Milliarden und Abermilliarden sind plötzlich da, weil sie niemand mehr will. Intel nicht, der Waferhersteller Wolfspeed nicht und auch North Volt und Cells Company sind vorerst nicht mehr interessiert an einer Beteiligung am "Mechanismus für den gerechten Übergang". Mit dem schönen Begriff "Just Transition Mechanism" hatte die EU den gesetzlich vorgeschriebenen Wechsel von der Wachstums- zur Bescheidenheitsgesellschaft in Fünf-Jahrplan-Scheiben vorantreiben wollen. Aufgrund von Bockigkeit und Managementfehlern, hatte die SPD-Politikerin Katja Mast zuletzt festgestellt, stockt die Umsetzung aber derzeit. Um wieder Schwung in die Sache zu bringen, so Mast, müsse "positiver" über den Standort geredet werden.

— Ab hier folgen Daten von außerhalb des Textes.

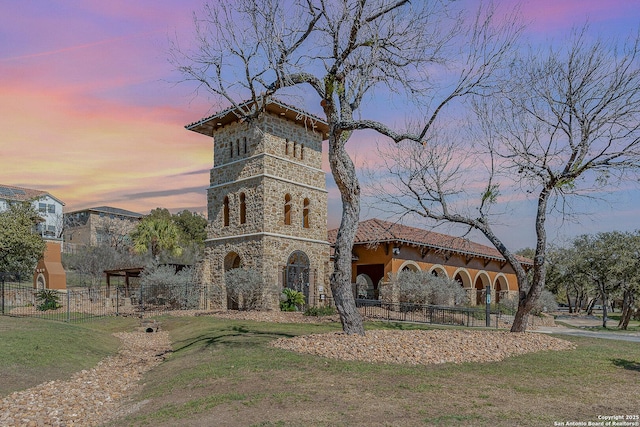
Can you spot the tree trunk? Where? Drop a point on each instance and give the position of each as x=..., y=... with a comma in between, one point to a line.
x=605, y=302
x=345, y=176
x=627, y=309
x=528, y=300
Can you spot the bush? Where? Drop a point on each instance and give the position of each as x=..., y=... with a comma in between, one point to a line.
x=291, y=300
x=327, y=310
x=546, y=303
x=247, y=290
x=162, y=285
x=47, y=299
x=421, y=287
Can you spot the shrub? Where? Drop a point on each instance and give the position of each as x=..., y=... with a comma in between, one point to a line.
x=421, y=287
x=291, y=300
x=546, y=303
x=327, y=310
x=247, y=290
x=47, y=299
x=162, y=285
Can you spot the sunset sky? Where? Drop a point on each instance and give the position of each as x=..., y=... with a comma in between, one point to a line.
x=88, y=111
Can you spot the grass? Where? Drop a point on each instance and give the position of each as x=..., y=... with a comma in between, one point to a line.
x=224, y=372
x=34, y=351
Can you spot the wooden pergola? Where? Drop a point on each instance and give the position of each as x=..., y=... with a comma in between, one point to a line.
x=123, y=272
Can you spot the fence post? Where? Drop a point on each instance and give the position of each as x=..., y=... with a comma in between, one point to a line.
x=2, y=293
x=68, y=305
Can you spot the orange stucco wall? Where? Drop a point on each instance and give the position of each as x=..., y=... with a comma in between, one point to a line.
x=50, y=268
x=475, y=272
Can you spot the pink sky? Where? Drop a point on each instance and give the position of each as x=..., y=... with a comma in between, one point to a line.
x=87, y=112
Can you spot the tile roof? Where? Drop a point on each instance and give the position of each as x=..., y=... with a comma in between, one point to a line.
x=110, y=210
x=208, y=125
x=21, y=194
x=374, y=231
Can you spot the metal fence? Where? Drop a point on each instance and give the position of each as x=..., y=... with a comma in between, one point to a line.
x=419, y=313
x=78, y=304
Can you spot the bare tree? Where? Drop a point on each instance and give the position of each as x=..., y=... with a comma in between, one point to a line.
x=345, y=52
x=567, y=123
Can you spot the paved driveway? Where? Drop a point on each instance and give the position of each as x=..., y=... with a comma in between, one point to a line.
x=586, y=322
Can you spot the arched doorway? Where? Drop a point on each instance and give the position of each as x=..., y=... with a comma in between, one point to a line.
x=41, y=282
x=481, y=283
x=231, y=261
x=298, y=273
x=438, y=271
x=364, y=287
x=502, y=287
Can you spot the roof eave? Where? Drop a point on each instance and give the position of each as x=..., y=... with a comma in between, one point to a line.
x=208, y=125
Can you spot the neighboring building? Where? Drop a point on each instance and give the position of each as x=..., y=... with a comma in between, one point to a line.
x=48, y=207
x=382, y=248
x=49, y=273
x=99, y=225
x=267, y=199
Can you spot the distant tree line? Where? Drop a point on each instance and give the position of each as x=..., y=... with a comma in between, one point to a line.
x=159, y=238
x=598, y=270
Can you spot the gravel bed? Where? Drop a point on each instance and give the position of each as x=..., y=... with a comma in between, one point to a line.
x=91, y=397
x=423, y=347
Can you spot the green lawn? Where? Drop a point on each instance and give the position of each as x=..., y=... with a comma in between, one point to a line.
x=224, y=373
x=33, y=351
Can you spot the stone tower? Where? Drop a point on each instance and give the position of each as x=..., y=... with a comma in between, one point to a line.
x=267, y=201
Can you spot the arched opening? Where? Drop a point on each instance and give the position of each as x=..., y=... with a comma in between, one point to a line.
x=364, y=287
x=409, y=266
x=41, y=282
x=298, y=273
x=481, y=283
x=438, y=271
x=502, y=288
x=243, y=209
x=225, y=211
x=305, y=213
x=287, y=209
x=232, y=260
x=463, y=277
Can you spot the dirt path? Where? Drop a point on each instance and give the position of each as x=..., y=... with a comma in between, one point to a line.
x=91, y=397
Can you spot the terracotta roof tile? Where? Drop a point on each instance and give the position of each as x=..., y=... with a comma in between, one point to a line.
x=21, y=194
x=377, y=231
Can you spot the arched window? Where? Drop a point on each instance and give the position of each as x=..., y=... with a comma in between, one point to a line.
x=226, y=211
x=305, y=213
x=243, y=209
x=287, y=209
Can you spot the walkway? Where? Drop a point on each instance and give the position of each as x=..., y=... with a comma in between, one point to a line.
x=577, y=323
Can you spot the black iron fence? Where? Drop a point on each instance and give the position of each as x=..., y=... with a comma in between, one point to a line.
x=419, y=313
x=78, y=304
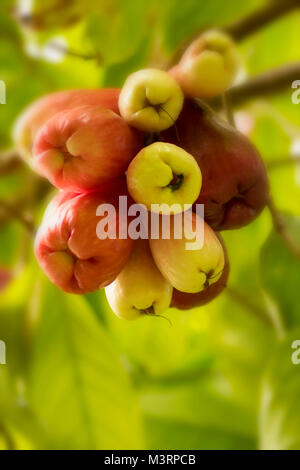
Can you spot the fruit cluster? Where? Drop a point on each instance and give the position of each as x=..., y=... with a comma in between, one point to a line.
x=153, y=142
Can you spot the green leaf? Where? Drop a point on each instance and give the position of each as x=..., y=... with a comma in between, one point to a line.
x=116, y=30
x=206, y=403
x=77, y=384
x=280, y=272
x=279, y=410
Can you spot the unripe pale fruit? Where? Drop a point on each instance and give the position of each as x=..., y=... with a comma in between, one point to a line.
x=150, y=100
x=68, y=249
x=208, y=67
x=164, y=174
x=79, y=149
x=235, y=185
x=140, y=289
x=189, y=271
x=184, y=301
x=44, y=108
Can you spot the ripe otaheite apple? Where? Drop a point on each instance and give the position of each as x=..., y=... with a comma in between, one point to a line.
x=150, y=100
x=164, y=174
x=184, y=301
x=189, y=270
x=67, y=246
x=235, y=185
x=208, y=66
x=81, y=148
x=44, y=108
x=140, y=289
x=50, y=14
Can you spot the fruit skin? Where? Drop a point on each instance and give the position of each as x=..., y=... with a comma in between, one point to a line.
x=163, y=173
x=209, y=65
x=150, y=100
x=140, y=289
x=184, y=301
x=189, y=271
x=68, y=249
x=235, y=185
x=47, y=106
x=79, y=149
x=52, y=14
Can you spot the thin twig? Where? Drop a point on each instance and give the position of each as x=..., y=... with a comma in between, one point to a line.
x=267, y=83
x=14, y=213
x=249, y=305
x=282, y=229
x=7, y=437
x=9, y=162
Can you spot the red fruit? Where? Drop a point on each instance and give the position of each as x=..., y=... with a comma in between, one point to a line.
x=235, y=185
x=69, y=250
x=79, y=149
x=44, y=108
x=184, y=301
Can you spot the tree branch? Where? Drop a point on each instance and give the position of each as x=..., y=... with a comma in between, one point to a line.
x=13, y=212
x=264, y=84
x=282, y=229
x=284, y=161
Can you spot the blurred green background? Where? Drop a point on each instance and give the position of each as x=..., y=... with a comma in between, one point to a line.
x=76, y=376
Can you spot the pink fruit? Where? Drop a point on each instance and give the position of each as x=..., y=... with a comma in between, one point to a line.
x=79, y=149
x=184, y=301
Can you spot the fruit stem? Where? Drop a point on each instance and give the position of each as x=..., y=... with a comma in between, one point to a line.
x=227, y=106
x=245, y=26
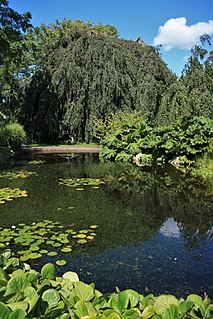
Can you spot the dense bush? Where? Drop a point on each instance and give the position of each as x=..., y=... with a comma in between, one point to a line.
x=12, y=135
x=26, y=293
x=178, y=143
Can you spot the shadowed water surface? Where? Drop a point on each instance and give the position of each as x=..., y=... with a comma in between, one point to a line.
x=154, y=227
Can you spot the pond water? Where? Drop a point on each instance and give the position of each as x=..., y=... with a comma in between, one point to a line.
x=154, y=230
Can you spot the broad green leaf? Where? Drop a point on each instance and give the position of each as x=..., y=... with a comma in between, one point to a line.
x=3, y=275
x=48, y=271
x=4, y=311
x=18, y=305
x=131, y=314
x=163, y=302
x=17, y=284
x=51, y=296
x=148, y=312
x=198, y=303
x=61, y=262
x=114, y=315
x=18, y=314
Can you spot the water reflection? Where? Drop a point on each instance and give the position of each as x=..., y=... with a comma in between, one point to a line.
x=154, y=227
x=170, y=228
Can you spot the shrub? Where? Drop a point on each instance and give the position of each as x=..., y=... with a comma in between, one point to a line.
x=180, y=143
x=12, y=135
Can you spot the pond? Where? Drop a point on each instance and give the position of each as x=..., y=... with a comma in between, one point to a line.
x=154, y=227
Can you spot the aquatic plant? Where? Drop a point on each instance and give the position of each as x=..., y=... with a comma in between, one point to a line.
x=81, y=182
x=32, y=241
x=35, y=162
x=26, y=293
x=8, y=194
x=16, y=175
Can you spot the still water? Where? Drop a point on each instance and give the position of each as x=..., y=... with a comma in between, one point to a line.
x=154, y=230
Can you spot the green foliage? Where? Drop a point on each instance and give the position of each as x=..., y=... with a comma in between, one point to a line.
x=26, y=293
x=12, y=135
x=84, y=78
x=179, y=143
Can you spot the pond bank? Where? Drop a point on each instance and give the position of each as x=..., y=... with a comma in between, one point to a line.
x=60, y=149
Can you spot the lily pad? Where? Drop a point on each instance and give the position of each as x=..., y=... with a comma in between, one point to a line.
x=66, y=249
x=61, y=262
x=8, y=194
x=34, y=255
x=16, y=175
x=52, y=253
x=82, y=241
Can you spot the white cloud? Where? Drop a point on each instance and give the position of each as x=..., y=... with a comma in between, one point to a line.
x=176, y=34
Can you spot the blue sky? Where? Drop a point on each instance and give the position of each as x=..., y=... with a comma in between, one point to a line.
x=176, y=24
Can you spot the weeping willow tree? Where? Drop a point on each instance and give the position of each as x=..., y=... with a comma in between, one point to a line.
x=85, y=76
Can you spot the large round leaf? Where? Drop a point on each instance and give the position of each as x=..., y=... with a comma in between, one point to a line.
x=51, y=296
x=18, y=314
x=4, y=311
x=17, y=284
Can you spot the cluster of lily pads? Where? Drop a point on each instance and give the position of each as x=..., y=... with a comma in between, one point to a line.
x=8, y=194
x=80, y=183
x=27, y=293
x=35, y=162
x=32, y=241
x=16, y=175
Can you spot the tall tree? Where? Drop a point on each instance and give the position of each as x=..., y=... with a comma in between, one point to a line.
x=86, y=75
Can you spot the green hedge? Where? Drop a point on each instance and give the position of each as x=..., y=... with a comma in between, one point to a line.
x=12, y=135
x=26, y=293
x=179, y=143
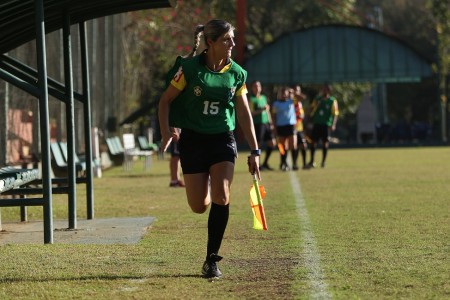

Doch statt richtige Managemententscheidungen entsprechend der staatlichen Planvorgaben zu treffen, boykottieren große Firmen den Aufschwung offenbar gezielt. Die Wachstumslokomotiven verschieben und vertrösten, die Aussichten Deutschlands, sich in der Weltrangliste der großen Wirtschaftsnationen wenigstens bald nicht mehr ganz hinten zu rangieren, schwächen sich ab.  Ein besseres Zeichen für den Kampf gegen den Klimawandel könnte es kaum geben. Deutschland kann aufatmen. Degrowth, lange eine Parole aus der Armenküche des Sozialismus, wird von der gesellschaftlichen Vision zum greifbaren Erleben. Postwachstum ist Realität, der Plan, nach das Zentralorgan der neuen Linkenchefin verlangte, er ist auf einmal schon mitten in der Realisierung.

Der geplagte Steuerzahler, dessen Abgaben schon lange nicht einmal mehr für den Erhalt der Infrastruktur ausreichen, weil der Bürokratie- und Verwaltungsapparat ja auch weiter ausgebaut werden muss, kann aufatmen. Einerseits spart er kräftig. Andererseits rückt der Wegfall so vieler großer Industriegebäude, für die Flächen versiegelt und zehntausende Tonnen klimaschädlicher Beton hergestellt und auf satten Schwarzerdeboden gegossen werden müssen, die Paris-Ziele von 2015 in Reichweite.

Der Schmerz sitzt tief

Noch machen nicht alle Länder mit, nicht einmal die Nachbarstaaten scheinen bereit, sich an Deutschland ein Vorbild zu nehmen, obwohl nicht nur der Bundeskanzler, sondern auch die führende grüne Wirtschaftspolitikerin Katrin Göring-Eckardt und das angesehene Nachrichtenmagazin "Der Spiegel" schon vor Jahren für eine Neudefinition von Wohlstand als Abwesenheit von Hunger und Not plädiert haben. Der Schmerz über die im Moment noch als bedauerliche "Verschiebung" bezeichnete Intel-Verschiebung sitzt tief, doch immerhin hat Intel nicht ganz abgesagt wie anderswo. Unverdrossen baut die Landesregierung von Sachsen-Anhalt also weiter am künftigen "Leuchtturm". 

Das Geld ist da und es muss weg. Und die Hoffnung stirbt zuletzt.